Sebastian Ebel: Too many regulations and taxes push TUI out of Europe
Sebastian Ebel highlights that excessive regulations and increasing tax burdens are prompting major companies like TUI to seek more attractive investment opportunities outside Europe.
In an interview with Hosteltur, Sebastian Ebel emphasizes that Latin American and Asian markets are currently more attractive for investment compared to Europe, largely due to the restrictive EU regulations that hinder the growth of the European tourism industry. Ebel points out that excessive regulations and escalating fiscal burdens are leading to a decrease in demand and an uptick in corporate insolvencies. He notes that companies typically refrain from publicly announcing their departure from a market; instead, they subtly shift their investments elsewhere.
Ebel argues that Europe is increasingly losing the competition for capital to other global regions. TUI, positioning itself as a potential European champion in the global market, is now identifying greater investment potential outside the EU, particularly in areas like Latin America and Asia. This shift marks a significant change in strategy as European regulations are perceived as more of a hindrance than a help for companies seeking to expand and remain competitive on the world stage.

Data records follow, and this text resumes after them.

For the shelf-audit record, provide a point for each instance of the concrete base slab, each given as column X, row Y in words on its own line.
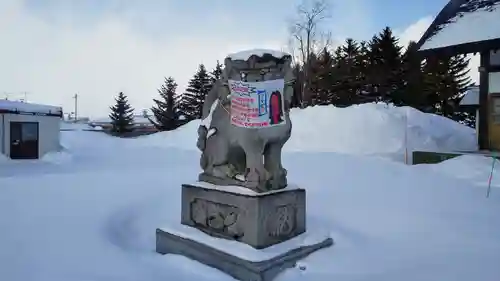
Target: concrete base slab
column 240, row 268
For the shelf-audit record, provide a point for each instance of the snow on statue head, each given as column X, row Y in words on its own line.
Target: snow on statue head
column 246, row 121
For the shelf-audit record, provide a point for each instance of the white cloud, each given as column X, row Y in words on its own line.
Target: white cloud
column 54, row 61
column 53, row 58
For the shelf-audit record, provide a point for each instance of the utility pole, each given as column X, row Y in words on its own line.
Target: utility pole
column 76, row 106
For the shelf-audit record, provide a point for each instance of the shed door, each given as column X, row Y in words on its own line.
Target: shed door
column 24, row 140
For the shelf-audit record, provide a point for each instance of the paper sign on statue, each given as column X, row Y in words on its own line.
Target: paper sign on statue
column 257, row 104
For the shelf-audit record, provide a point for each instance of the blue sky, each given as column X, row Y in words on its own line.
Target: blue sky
column 99, row 47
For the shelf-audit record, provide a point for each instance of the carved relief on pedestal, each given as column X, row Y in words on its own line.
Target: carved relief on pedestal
column 281, row 221
column 216, row 217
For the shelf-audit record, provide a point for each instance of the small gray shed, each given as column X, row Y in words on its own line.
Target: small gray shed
column 27, row 130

Furthermore, Ebel points out the paradox of European institutions unwittingly implementing market regulations that contradict European interests. Instead of fostering growth, these regulations have become a barrier, by instituting rules that, for instance, affect the organization of tourist events. This regulatory environment might further push major players in the tourism sector to relocate and reduce Europe's appeal as a viable investment destination, stressing the urgent need for policymakers to rethink and reform their approaches to gain a competitive edge in the global market.